Bei der Autoimmunerkrankung Multiple Sklerose (MS) greift das Immunsystem des Körpers die schützende Myelinscheide an, die die Nerven bedeckt. Dies führt zu irreparablen Schäden und stört die Kommunikation zwischen Gehirn und Körper. Der Abbau von Myelin, auch Demyelinisierung genannt, kann Symptome verursachen, die von Taubheitsgefühl und Kribbeln bis hin zu Blindheit und Lähmung reichen.

Das Ziel jeder MS-Behandlung besteht darin, die Demyelinisierung umzukehren, um die normale Nervenfunktion wiederherzustellen und dauerhafte Behinderungen zu verringern oder zu verhindern.
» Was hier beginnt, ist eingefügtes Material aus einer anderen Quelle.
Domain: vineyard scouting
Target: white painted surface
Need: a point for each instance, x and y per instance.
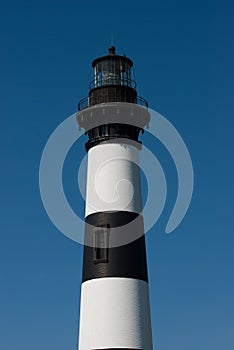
(113, 179)
(115, 313)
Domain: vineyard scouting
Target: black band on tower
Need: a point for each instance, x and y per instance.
(128, 260)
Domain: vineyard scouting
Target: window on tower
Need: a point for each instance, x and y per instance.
(101, 244)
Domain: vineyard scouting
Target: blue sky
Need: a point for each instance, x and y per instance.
(183, 56)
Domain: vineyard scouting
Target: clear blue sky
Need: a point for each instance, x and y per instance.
(183, 54)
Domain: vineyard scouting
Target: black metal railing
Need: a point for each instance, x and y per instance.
(84, 103)
(112, 80)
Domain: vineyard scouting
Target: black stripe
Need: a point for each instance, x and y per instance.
(128, 260)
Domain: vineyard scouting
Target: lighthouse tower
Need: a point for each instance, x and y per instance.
(114, 309)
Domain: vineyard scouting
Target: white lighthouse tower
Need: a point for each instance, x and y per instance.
(114, 309)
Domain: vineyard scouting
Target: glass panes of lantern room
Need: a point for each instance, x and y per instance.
(113, 72)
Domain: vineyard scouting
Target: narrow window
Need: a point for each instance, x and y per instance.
(101, 244)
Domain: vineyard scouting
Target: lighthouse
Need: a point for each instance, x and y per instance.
(114, 305)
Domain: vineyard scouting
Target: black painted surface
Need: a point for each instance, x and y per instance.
(113, 131)
(128, 260)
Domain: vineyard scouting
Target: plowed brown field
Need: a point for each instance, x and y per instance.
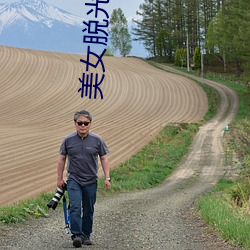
(39, 94)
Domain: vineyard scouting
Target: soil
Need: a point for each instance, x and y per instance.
(139, 101)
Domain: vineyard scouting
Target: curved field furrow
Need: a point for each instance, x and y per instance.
(39, 94)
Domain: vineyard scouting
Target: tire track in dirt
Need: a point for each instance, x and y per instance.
(39, 96)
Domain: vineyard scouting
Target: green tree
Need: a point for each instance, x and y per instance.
(228, 35)
(197, 58)
(119, 34)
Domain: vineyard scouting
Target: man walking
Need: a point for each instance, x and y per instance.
(82, 149)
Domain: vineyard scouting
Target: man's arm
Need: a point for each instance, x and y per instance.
(105, 167)
(60, 170)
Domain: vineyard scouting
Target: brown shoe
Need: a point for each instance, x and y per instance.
(77, 242)
(86, 240)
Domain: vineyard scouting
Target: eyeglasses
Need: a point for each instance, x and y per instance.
(83, 123)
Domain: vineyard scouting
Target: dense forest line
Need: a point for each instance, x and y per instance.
(218, 29)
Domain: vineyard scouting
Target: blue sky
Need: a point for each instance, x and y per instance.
(77, 7)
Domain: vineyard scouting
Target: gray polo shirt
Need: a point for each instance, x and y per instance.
(83, 156)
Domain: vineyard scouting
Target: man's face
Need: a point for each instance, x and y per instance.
(82, 125)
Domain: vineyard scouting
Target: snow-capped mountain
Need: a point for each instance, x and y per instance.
(34, 11)
(35, 24)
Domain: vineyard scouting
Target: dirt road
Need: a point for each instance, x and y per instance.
(39, 94)
(160, 218)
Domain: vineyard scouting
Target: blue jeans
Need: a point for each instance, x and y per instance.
(82, 200)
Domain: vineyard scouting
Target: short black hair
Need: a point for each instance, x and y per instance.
(82, 113)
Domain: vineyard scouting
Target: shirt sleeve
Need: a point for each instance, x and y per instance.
(103, 148)
(63, 148)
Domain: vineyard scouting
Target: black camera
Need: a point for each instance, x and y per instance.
(54, 201)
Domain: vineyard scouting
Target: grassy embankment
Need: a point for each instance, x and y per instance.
(161, 156)
(227, 207)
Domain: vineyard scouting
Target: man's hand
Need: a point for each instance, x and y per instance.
(60, 183)
(106, 184)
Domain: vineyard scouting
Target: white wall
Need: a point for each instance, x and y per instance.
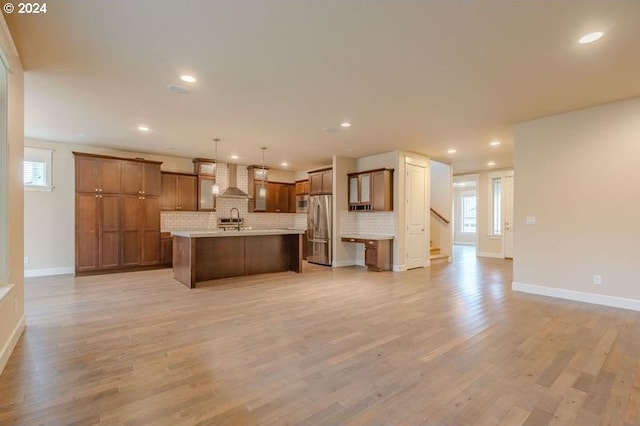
(578, 174)
(441, 184)
(12, 299)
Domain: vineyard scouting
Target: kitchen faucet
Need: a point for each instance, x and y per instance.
(231, 215)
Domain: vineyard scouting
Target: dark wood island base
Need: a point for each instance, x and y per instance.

Anstatt den Demyelinisierungsprozess umzukehren, konzentrieren sich die aktuellen Behandlungen auf den Autoimmunaspekt der Krankheit, indem sie den Immunzellen den Zugang zum Myelin verwehren oder die entzündliche Reaktion des Körpers verringern.

Jetzt haben Forscher der University of California San Francisco ein frei verkäufliches Antihistaminikum namens Clemastin identifiziert, das den Schaden an der Myelinscheide umkehren kann, und darüber hinaus haben sie einen Biomarker identifiziert, der die Wirksamkeit des Medikaments messen kann.

Alles dreht sich um etwas, das als "Myelin Water Fraction" oder MWF bezeichnet wird. Wasser, das zwischen den Schichten des Myelins eingeschlossen ist, das die Nerven im Gehirn umhüllt, kann sich nicht so frei bewegen wie Wasser, das zwischen den Gehirnzellen schwebt. Der MWF misst das Verhältnis von Myelinwasser zum Gesamtwassergehalt des Hirngewebes und gibt Auskunft über die Integrität des Myelins.

Die Forscher untersuchten 50 MS-Patienten, die an der ReBUILD-Studie teilnahmen. Diese wurden in zwei Gruppen aufgeteilt: Die erste erhielt drei Monate lang Clemastin, und die zweite erhielt es nur von Monat drei bis fünf und erhielt zu Beginn ein Placebo. Mit Hilfe der Magnetresonanztomographie (MRT) wurde das MWF im Corpus callosum der Patienten gemessen. Dabei handelt es sich um einen dicken Bündel von Nervenfasern, der die linke und rechte Seite des Gehirns miteinander verbindet und dicht mit Myelin bedeckt ist.

Die Forscher stellten fest, dass das Myelinwasser in der ersten Gruppe nach der Einnahme des Antihistaminikums zunahm und weiter zunahm, bis es abgesetzt wurde. In der zweiten Gruppe nahm das Myelinwasser ab, während sie das Placebo einnahmen, und nahm zu, als sie Clemastin einnahmen. Die Forscher stellten auch fest, dass eine signifikante Remyelinisierung in Bereichen auftrat, in denen keine sichtbaren MS-Läsionen vorhanden waren, also in Bereichen, in denen das Myelin geschädigt oder vernarbt war.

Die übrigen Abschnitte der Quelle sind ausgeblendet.